Vietnam’s economic growth will continue to accelerate with an optimistic outlook despite negative impacts from financial instability and trade war on Asian emerging markets, according to a report by the credit ratings agency Moody’s.

Moody's projects Vietnam's economy to grow by 6.7% this year. (Photo: Bao Dong Nai)
Moody's projects Vietnam's economy to grow by 6.7% this year. (Photo: Bao Dong Nai)

According to Moody’s, after growing by 6.7% in 2017, the highest rate in six years, the Vietnamese economy will continue to sustain growth at 6.7% this year.

Vietnam’s positive outlook is supported by strong exports of electronics and garments, along with the recovery of agriculture and the stable flow of foreign investment.

Furthermore, a robust domestic market will also help with economic growth, Moody’s said.

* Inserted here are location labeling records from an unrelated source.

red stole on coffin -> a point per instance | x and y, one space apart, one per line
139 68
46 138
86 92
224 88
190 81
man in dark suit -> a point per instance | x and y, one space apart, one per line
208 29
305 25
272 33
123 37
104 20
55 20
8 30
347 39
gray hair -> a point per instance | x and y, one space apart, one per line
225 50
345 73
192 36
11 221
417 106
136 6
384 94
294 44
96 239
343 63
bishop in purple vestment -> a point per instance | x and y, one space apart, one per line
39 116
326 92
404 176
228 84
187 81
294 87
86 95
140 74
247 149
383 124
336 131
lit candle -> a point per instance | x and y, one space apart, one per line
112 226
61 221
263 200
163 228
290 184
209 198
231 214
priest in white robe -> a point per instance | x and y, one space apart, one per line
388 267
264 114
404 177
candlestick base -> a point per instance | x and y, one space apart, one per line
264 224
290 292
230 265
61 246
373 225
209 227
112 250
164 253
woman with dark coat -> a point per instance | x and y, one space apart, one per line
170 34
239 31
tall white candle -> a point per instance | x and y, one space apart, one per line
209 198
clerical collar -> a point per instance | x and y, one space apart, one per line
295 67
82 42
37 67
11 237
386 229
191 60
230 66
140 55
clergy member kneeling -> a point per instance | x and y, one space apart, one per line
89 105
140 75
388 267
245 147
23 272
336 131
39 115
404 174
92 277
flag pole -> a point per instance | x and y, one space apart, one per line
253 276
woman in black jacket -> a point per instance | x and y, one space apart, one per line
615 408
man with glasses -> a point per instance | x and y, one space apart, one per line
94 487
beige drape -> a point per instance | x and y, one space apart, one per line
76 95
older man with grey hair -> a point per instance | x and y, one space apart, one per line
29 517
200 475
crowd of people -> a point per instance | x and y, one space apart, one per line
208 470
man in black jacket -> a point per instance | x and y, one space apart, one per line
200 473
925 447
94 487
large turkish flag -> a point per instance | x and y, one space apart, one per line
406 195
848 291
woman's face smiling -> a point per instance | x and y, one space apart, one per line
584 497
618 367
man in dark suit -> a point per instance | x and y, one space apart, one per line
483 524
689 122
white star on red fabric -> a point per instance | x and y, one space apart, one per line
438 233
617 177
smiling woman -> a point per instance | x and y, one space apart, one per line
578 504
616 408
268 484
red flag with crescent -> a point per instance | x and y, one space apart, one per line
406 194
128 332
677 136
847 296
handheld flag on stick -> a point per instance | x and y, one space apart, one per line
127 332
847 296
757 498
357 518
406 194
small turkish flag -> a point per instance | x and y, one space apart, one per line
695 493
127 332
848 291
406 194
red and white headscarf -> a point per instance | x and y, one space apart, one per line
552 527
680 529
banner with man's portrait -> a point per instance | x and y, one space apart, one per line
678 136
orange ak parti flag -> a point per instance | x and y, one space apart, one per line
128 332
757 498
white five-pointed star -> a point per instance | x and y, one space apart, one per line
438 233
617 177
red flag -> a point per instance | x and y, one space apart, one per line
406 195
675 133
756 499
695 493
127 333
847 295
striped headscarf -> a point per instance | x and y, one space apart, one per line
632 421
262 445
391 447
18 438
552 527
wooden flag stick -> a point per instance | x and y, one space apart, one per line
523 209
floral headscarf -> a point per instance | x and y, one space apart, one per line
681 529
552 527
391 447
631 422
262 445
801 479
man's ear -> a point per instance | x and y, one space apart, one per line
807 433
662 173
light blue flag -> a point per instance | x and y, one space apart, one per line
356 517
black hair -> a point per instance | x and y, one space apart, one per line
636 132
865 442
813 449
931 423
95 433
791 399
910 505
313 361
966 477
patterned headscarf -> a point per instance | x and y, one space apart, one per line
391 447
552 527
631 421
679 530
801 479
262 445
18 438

The Moody’s report noted that trade continues to be the driver of Vietnam’s growth, adding that advantages such as cheap labour costs and a young workforce have made Vietnam an attractive destination to foreign manufacturers.

Nevertheless, global trade tensions and a stronger US dollar have adversely affected Vietnam’s financial market, though the impact is smaller than in other emerging markets.

The benchmark VN-Index fell more than 20% since the peak in April but Vietnam remains one of the few active emerging markets.

In the meantime, the Vietnamese dong has weakened by 2.7% against the US dollar since the start of 2018, but the figure is not worrying if compared with the currencies of other emerging markets.

Current account surplus and large foreign reserves will continue to see Vietnam in a better position than other emerging markets which are facing worsening current account deficit.

Therefore, Moody’s expects the State Bank of Vietnam to maintain a neutral stance towards the end of the year.

In addition, effective macroeconomic policies and further structural reforms are two important factors to Vietnam’s continued growth in the medium and long term.